Sono moltissime le coppie italiane che ancora oggi viaggiano in Spagna nel tentativo di avere un figlio. Proprio così.
Nonostante in Italia la fecondazione eterologa sia consentita da alcuni anni, stati i responsabili dei centri Ivi (Istituto Valenciano di Infertilità) sono ancora molte le coppie italiane che, “a causa della scarsità di donatrici di ovociti e per le procedure complicate di importazione dall’estero, sono costrette a spostarsi dall’Italia”.
Le coppie italiane “arrivano in Spagna cariche di domande e dubbi soprattutto nel caso della donazione, per la quale vogliono sapere chi è la donatrice, perché ha donato, a quali controlli viene sottoposta.
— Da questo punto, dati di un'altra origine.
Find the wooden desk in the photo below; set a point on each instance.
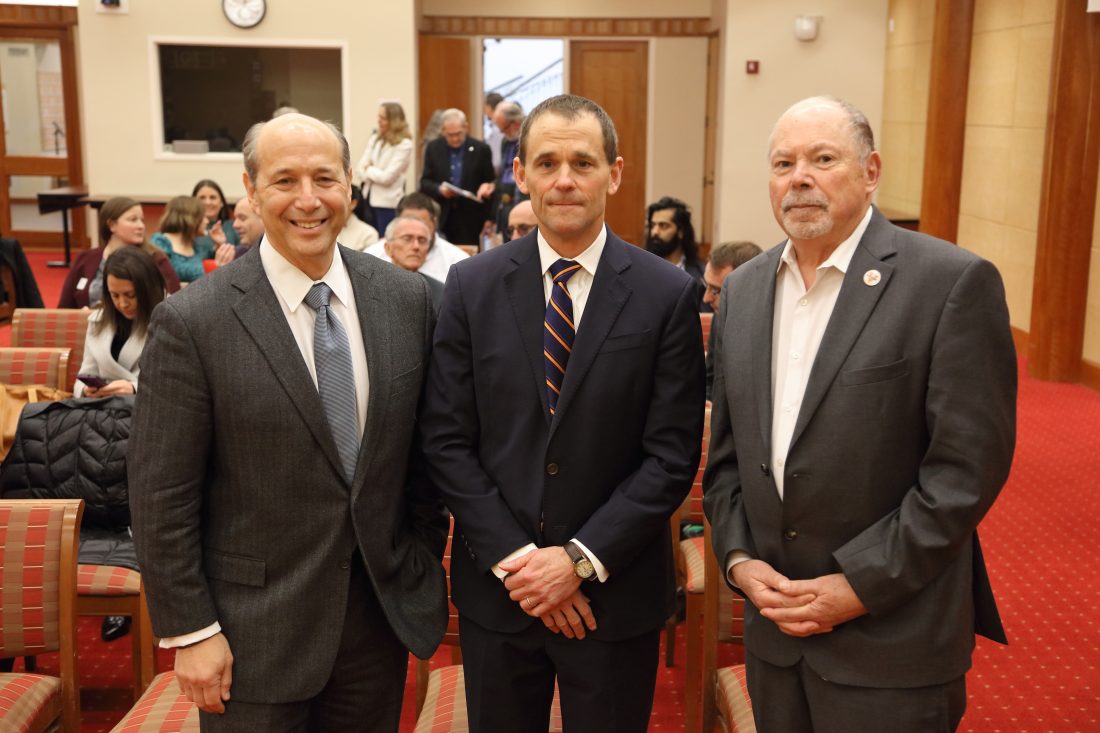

Un approccio molto diverso rispetto alle coppie scandinave, per esempio, che sono più dirette, pensano al risultato e hanno pochi dubbi”.
Secondo l’Ivi “dal 2012 al 2016 i cicli di trattamento con ovodonazione a cui si sono sottoposte pazienti italiane presso i nostri centri in Spagna sono stati più di 7.000 contro i quasi 3.000 per la fecondazione omologa che rappresenta, comunque, un numero importante”.
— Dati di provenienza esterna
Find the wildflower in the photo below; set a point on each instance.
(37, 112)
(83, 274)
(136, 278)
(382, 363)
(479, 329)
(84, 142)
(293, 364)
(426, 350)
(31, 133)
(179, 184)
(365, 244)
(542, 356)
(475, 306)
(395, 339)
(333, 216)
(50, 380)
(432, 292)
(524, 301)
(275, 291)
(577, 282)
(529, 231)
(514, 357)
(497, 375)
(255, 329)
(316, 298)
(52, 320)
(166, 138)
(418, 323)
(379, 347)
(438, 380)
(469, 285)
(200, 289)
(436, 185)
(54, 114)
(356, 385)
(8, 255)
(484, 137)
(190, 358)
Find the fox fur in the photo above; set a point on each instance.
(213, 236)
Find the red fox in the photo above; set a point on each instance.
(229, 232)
COSA CHIEDONO LE COPPIE ITALIANE
Le coppie italiane che contattano i centri per la fecondazione eterologa “chiedono che le donatrici siano giovani, in salute, belle e simili a loro, specie per il colore degli occhi”.
INGLESI E FRANCESI
Le richieste sono diverse per altre nazionalità: “Le inglesi si informano su educazione, intelligenza, caratteristiche fisiche come l’altezza, e livello di studi. Le francesi si preoccupano della taglia della donatrice, così come di educazione e intelligenza, requisiti richiesti anche dalle spagnole, cui si aggiungono doti artistiche, somiglianza e livello sociale”.